While Latvian Defense Minister Andris Sprūds noted those specific platforms were likely Ukrainian long-range strike drones that strayed off-course while targeting oil facilities in western Russia, Riga lodged a fierce protest with the Russian Embassy, underscoring that Moscow’s war of aggression manufactures systemic security risks for the entire continent.
The subsequent domestic political fallout from those drone impacts on the energy hubs ultimately triggered the high-profile resignation of Latvian Prime Minister Evika Siliņa.

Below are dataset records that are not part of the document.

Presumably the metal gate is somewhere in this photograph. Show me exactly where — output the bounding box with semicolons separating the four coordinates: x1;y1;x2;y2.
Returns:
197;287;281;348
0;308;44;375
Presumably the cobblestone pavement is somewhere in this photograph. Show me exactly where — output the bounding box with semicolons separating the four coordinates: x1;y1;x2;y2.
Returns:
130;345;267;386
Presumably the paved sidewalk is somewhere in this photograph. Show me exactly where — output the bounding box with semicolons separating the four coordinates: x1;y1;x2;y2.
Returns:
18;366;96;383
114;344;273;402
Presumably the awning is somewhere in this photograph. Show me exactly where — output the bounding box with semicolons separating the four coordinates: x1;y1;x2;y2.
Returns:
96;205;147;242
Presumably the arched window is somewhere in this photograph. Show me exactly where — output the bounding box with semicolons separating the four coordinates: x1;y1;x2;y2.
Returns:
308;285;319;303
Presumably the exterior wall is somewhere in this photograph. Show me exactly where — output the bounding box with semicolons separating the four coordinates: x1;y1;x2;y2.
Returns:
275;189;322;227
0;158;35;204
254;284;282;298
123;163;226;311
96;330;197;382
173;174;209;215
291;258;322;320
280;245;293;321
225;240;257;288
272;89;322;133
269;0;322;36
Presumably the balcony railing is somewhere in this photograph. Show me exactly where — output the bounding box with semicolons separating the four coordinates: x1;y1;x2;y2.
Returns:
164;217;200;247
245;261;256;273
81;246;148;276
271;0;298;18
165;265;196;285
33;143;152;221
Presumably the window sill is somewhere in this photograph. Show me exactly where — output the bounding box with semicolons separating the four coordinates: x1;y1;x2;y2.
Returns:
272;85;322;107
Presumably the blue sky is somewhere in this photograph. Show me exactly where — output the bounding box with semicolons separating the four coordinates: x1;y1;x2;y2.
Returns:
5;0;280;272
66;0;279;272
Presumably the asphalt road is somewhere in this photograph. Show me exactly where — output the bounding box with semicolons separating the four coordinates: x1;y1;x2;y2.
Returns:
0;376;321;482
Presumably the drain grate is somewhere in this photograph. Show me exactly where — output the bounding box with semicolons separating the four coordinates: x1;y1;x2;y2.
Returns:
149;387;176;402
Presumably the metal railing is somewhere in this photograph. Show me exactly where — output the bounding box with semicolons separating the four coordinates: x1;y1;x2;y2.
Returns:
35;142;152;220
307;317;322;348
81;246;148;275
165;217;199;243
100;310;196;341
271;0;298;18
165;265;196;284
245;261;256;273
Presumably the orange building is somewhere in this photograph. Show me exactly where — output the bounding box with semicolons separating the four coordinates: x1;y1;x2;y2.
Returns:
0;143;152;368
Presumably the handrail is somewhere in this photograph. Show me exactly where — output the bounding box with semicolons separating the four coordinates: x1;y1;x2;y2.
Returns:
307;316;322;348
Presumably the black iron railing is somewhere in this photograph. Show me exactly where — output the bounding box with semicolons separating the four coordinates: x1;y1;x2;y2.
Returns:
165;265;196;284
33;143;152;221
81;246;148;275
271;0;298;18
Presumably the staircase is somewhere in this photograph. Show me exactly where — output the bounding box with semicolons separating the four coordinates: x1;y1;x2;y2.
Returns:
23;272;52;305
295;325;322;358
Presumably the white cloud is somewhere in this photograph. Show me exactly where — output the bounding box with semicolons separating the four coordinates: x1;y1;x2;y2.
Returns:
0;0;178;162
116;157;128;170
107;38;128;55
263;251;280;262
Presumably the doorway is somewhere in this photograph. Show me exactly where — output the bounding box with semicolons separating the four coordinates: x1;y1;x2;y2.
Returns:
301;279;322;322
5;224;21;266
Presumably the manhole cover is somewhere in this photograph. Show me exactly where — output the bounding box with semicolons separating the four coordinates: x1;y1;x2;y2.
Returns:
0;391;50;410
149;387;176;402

A broadening spreading of airspace violations
The incident in Latvia matches a broader pattern of escalating airspace friction gripping northern and central Europe as deep-theater strikes inside Russia multiply. Just 48 hours prior, on Friday, May 15, Finland was forced to temporarily freeze all air traffic and shut down its primary international transit hub, Helsinki-Vantaa Airport, after a suspected long-range drone breached Finnish territory, heading directly toward the high-capacity Neste oil refinery in Porvoo.
Concurrently, Poland scrambled its own tactical fighter jet wings and activated ground radar grids on Wednesday, May 13, as a preventive measure to block incoming low-altitude Russian cruise paths from straying over its southeastern border during a massive 139-UAV bombardment against Ukraine.
With both the Russian military and Ukrainian deep-strike commands deploying thousands of automated systems weekly, Baltic states – led by Latvia and Lithuania – are continuing to lobby the broader NATO alliance to move away from passive air policing toward permanent, fully armed anti-missile and anti-drone deployments along the eastern frontier.